La lirica, tanto breve quanto intensamente poetica, fu scritta da Carducci nell’aprile 1880 per la morte di Guido Piva (G.P.) figlio di Lina Cristofori Piva, la donna che fu il grande amore della sua vita, stroncato appena quindicenne da una febbre tifoidea.

Ave

In morte di G.P. (da «Odi barbare»)

Or che le nevi premono,
lenzuol funereo, le terre e gli animi,
e de la vita il fremito
fioco per l’aura vernal disperdesi,
tu passi, o dolce spirito:
forse la nuvola ti accoglie pallida
là per le solitudini
del vespro e tenue teco dileguasi.
Noi, quando a’ soli tepidi
un desio languido ricerca l’anime
e co’ i fiori che sbocciano
torna Persèfone da gli occhi ceruli,
noi penseremo, o tenero,
a te non reduce.
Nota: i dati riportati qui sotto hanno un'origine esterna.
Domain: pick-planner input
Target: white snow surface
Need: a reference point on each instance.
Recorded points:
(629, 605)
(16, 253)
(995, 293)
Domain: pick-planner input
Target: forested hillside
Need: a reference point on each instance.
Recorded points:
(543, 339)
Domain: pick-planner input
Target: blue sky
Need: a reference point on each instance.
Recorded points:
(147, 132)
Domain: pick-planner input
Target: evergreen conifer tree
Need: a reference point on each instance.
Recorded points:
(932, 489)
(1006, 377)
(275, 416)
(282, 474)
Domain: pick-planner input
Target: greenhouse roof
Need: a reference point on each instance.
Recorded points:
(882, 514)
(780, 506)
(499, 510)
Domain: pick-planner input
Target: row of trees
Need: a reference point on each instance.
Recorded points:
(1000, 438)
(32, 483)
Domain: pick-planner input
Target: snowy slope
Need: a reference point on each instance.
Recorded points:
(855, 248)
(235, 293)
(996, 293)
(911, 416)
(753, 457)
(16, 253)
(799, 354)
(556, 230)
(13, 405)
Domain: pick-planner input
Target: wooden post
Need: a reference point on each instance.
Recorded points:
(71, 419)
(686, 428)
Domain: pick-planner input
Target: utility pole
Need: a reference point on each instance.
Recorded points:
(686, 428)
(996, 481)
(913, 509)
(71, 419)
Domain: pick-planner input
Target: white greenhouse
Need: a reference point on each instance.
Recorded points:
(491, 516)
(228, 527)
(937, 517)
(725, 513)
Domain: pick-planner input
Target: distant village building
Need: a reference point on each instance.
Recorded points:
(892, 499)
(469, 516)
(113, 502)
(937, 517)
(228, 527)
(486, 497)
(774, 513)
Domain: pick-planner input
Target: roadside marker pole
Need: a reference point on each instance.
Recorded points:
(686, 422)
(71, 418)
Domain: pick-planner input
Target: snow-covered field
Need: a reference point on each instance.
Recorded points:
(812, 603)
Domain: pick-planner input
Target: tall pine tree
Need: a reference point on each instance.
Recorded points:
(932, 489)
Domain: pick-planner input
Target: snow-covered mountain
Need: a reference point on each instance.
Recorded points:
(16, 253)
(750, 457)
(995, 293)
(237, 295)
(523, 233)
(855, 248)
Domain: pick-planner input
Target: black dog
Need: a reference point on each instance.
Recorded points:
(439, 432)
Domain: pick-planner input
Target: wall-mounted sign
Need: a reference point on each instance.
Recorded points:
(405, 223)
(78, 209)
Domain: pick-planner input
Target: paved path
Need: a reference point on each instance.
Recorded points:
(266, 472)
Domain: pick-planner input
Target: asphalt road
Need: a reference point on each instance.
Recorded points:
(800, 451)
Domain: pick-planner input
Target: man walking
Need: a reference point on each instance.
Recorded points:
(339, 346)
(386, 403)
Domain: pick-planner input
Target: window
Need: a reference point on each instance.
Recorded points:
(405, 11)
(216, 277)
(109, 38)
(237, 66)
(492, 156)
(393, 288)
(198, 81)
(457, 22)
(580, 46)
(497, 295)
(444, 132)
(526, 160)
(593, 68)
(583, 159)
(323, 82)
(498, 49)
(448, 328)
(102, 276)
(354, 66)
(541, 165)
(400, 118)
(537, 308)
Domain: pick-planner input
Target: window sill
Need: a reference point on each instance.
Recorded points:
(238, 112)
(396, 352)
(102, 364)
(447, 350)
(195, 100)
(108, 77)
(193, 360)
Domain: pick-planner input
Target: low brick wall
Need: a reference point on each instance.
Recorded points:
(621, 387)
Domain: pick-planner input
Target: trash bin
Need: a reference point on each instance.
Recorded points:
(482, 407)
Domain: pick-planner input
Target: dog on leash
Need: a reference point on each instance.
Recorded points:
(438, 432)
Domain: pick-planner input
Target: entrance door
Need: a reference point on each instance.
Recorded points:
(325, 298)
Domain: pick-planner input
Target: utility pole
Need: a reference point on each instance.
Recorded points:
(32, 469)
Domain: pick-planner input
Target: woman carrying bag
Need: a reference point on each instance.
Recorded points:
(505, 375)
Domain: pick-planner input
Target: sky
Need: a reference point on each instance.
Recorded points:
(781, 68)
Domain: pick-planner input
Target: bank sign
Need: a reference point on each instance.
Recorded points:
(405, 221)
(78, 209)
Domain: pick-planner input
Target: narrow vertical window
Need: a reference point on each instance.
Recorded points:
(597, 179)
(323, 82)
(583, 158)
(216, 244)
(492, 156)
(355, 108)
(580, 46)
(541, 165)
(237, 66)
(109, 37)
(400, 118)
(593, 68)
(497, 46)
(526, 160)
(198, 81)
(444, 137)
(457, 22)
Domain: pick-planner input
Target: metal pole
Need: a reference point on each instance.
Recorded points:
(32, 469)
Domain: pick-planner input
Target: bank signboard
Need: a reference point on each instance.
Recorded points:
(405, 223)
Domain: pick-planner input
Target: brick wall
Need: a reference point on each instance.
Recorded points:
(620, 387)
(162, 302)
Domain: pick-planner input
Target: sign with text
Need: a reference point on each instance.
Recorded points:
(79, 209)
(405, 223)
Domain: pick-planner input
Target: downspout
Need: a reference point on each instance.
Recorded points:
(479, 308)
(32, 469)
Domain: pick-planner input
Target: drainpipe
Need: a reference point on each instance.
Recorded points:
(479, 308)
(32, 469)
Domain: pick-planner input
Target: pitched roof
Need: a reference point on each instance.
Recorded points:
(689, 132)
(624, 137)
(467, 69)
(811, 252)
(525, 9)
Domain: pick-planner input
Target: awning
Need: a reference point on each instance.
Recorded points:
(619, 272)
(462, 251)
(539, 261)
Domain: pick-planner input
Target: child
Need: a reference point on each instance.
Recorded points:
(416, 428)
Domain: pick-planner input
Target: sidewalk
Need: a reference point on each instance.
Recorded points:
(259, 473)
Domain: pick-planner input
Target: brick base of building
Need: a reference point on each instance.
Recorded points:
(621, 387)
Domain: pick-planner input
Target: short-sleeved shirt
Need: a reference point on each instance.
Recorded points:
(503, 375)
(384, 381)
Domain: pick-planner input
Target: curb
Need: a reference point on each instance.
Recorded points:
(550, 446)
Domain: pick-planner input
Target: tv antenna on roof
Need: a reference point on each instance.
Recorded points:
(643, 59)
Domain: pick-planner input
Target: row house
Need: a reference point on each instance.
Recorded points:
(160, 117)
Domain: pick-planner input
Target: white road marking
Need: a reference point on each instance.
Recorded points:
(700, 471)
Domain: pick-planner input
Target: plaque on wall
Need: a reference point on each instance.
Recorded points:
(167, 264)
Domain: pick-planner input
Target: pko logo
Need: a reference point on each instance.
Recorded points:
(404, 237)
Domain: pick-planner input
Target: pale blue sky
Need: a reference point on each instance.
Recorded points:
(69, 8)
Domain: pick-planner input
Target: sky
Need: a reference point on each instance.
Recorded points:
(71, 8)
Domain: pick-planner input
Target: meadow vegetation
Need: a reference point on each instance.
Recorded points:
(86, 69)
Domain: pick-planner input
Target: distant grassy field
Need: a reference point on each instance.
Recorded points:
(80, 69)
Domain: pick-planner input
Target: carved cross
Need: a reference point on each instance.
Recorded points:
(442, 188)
Sotto la candida
luna d’april trascorrere
vedrem la imagine cara accennandone.

È certamente soprattutto perché fortemente coinvolto nello straziante dolore della madre per una perdita così atroce che Carducci scrive questa poesia tanto tenera e delicata. A lei, cantata come Lidia in numerose liriche, il poeta si sente particolarmente vicino perché, sebbene fra di loro non vi siano più rapporti amorosi, essa occupa ancora un grande posto nel suo cuore, e perché la sa ammalata di tisi senza alcuna speranza di guarigione (morrà infatti meno di un anno dopo). Certamente l’eccezionale leggerezza di tócco e la visione della morte quasi consolante che caratterizzano questa poesia sono venute naturali a Carducci soprattutto per la sicurezza che essa sarebbe stata letta dalla sventurata madre, e si può senz’altro considerare «Ave» come l’ultima poesia per Lidia. L’apertura è su un paesaggio nevoso nel quale è facile immaginare la morte, ma il «dolce spirito» del tenero adolescente si solleva al di sopra del «lenzuol funereo» delle nevi e fugge alla grevità della terra per dileguarsi in un’arcana regione aerea («Là per le solitudini / Del vespro»). Qui è volutamente esclusa la parola morte ed è eliminata ogni corporeità, si ha solo un sereno ritorno nel seno della «santa natura» anziché una separazione violenta e traumatica. Di natura ancor più elegiaca è la seconda parte di «Ave», nella quale con grande finezza di invenzione il poeta vede «la imagine cara» del morto giovinetto formarsi nel cielo notturno del plenilunio di aprile. Suggestivo e originalissimo è il collegamento tra il ritorno della primavera, e quello dell’immagine di Guido, e altrettanto originali sono le scelte lessicali: specialmente straordinario quel «ricerca», verbo per il quale è quasi impossibile trovare un sinonimo, e che rende con eccezionale sensibilità il dolce ma irresistibile penetrare nelle anime dello struggente languore primaverile. Conferisce infine una speciale intensità poetica a questa strofa finale anche il fatto ,attestato dai verbi al plurale «noi penseremo», «vedrem», che Carducci associandosi con forte partecipazione emotiva al dolore di Lina, si immagina insieme a lei intento a spiare in un cielo lunare di aprile la fugace ed eterea apparizione del «dolce spirito». «Ave» rappresenta insomma una caso di poesia quasi umbratile e dai toni delicatamente sommessi veramente raro in Carducci, e assolutamente affascinante.